The results with the existing NRN + 1CM are shown in Figure 9a–c. The average throughput to ER1 was $1.12$ Mbps, and the standard deviation was $0.09$ Mbps. The average throughput to ER0 was $1.86$ Mbps, and the standard deviation was $0.37$ Mbps. Unfairness occurred for the flows to ER0. This is because too many frames were discarded. The SW1-ER1 link was more congested than the SW7-ER0 link. At the SWs that employed the dropping threshold of SW1-ER1, the frames of the flows to ER0 were over discarded. At 1–5 s, the frames of SW2-6 were over discarded. After the link went down, the frames of SW0, in particular, were over discarded.

The results with NRN + 1CM without threshold notification are shown in Figure 10a–c. The average throughput to ER1 was $0.87$ Mbps, and the standard deviation was $0.54$ Mbps. The average throughput to ER0 was $1.60$ Mbps, and the standard deviation was $0.90$ Mbps. The average was small, and unfairness occurred. The throughput and latency differed for different SW-ER combinations, before and after the link went down, respectively. This is caused by the accumulation of the queueing delay. The queueing delay accumulates with increases in the number of SWs that flows pass through.

The results indicated the effect of the proposed algorithm in realistic situations. The bandwidth and latency were equalized. Frames were not over discarded. The accumulation of the queueing delay was suppressed by employing selective threshold notification. With the proposed algorithm, fairness was restored after link failures.

5. Conclusions

In this paper, we proposed a method for fair bandwidth sharing with NRN + 1CM in a ring aggregation topology with multiple ERs. To equalize the bandwidths of users with a simple queue configuration, we proposed NRN + 1CM, which is a multicolor marking algorithm. However, the system configuration studied thus far is a logical bus topology in which an ER is connected to the most downstream of the cascaded SWs. In reality, a ring aggregation topology with multiple ERs is widely employed to provide high reliability especially in carrier networks. The existing NRN + 1CM cannot be employed in such networks because it does not assume multiple ERs and switching paths. If each SW simply employs the dropping threshold received from other SW in such situations, the over discarding of frames leads to the underutilization of links.

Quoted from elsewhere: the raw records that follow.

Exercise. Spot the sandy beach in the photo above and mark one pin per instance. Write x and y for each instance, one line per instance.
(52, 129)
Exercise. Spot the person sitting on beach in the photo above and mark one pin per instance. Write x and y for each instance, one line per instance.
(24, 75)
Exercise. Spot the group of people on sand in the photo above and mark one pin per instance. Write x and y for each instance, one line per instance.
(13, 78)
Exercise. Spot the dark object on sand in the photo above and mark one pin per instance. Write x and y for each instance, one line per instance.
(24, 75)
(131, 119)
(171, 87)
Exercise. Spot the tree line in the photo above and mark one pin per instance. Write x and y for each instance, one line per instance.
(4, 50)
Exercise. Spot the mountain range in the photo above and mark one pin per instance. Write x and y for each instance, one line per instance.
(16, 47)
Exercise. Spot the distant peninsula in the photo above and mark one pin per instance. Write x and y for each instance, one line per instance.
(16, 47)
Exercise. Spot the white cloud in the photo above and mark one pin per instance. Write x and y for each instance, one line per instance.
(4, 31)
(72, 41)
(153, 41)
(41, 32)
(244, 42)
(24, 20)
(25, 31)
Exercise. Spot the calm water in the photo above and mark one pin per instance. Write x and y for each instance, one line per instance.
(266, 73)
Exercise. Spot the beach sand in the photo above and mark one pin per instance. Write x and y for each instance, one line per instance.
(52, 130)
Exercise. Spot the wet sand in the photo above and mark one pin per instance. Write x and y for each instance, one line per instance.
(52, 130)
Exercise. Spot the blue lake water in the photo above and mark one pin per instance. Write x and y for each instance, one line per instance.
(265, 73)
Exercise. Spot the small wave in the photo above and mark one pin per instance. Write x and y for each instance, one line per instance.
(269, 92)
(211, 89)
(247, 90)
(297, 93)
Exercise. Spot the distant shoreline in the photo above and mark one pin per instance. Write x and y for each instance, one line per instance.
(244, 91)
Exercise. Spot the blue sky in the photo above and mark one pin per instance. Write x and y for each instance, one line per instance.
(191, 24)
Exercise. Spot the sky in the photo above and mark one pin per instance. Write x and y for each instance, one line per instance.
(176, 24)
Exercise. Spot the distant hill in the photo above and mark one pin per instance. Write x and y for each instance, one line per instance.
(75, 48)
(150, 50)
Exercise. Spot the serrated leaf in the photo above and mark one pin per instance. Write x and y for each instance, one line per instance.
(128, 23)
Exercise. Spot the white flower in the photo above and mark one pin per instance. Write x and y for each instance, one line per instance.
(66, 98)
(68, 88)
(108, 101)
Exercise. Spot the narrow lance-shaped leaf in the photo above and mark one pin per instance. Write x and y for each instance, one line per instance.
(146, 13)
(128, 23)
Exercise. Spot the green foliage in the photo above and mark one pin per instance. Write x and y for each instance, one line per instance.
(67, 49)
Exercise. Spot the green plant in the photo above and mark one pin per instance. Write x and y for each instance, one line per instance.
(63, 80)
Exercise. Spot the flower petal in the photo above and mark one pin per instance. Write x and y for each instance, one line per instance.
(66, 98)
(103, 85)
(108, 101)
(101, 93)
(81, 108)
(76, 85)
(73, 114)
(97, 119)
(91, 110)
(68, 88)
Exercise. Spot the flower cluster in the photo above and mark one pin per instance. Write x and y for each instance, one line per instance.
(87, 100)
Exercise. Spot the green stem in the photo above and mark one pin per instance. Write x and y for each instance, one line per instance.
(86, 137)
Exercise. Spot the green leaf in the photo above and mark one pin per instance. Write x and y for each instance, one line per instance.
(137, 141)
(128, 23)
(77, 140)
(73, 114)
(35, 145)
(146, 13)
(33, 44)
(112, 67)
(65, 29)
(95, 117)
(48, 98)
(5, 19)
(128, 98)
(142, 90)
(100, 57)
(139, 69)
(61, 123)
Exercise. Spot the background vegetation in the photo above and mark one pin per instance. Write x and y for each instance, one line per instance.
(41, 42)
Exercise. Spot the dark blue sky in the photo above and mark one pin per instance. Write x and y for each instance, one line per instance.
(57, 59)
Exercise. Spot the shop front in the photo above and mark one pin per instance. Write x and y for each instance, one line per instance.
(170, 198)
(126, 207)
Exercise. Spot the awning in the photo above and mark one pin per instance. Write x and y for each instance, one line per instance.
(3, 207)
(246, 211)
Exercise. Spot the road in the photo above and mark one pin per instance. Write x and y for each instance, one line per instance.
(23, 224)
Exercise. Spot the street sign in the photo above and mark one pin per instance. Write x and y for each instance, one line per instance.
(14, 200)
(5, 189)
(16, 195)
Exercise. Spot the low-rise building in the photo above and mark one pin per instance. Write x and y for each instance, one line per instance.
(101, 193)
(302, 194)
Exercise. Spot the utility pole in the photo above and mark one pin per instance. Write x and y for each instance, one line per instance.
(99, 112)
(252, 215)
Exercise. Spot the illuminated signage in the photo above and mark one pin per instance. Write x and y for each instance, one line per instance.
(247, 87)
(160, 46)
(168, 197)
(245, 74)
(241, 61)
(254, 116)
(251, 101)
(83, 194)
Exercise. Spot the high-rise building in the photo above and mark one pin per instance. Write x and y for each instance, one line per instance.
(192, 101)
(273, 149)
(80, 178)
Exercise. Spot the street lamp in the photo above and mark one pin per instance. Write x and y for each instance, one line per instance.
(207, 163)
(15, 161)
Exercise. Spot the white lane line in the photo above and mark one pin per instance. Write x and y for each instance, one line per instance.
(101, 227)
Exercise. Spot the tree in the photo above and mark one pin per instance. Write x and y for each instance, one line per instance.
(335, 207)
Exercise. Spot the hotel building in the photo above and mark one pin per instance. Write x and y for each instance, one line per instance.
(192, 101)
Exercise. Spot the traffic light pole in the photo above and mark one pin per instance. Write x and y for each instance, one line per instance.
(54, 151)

We proposed a method for applying NRN + 1CM to a ring aggregation network with multiple ERs. With the proposed algorithm, to avoid the over discarding of frames, an SW dynamically selects the dropping threshold to send. If frames from the opposite SW are transmitted to multiple ports at the SW, the SW selects the dropping threshold of the less congested port and notifies the opposite SW of the selected value. Frames are not over discarded by using the dropping threshold of the less congested port. If frames from the opposite SW are transmitted to a single port at the SW, the SW selects the dropping threshold of the most congested port, because in this case frames cannot be over discarded.

With the proposed algorithm, the accumulation of queueing delay is suppressed and there is no underutilization of links because frames are not over discarded. With respect to link failures, each queue discards all frames and initializes the dropping threshold and the dropping probability. The SWs equalize the bandwidth again in the new topology. We confirmed the effect of the proposed algorithm with computer simulations.

The limitation of current NRN + 1CM is that the performance depends on the number of available bits in the frame header. Determining the messaging protocol between SWs used for the notification process will constitute future work.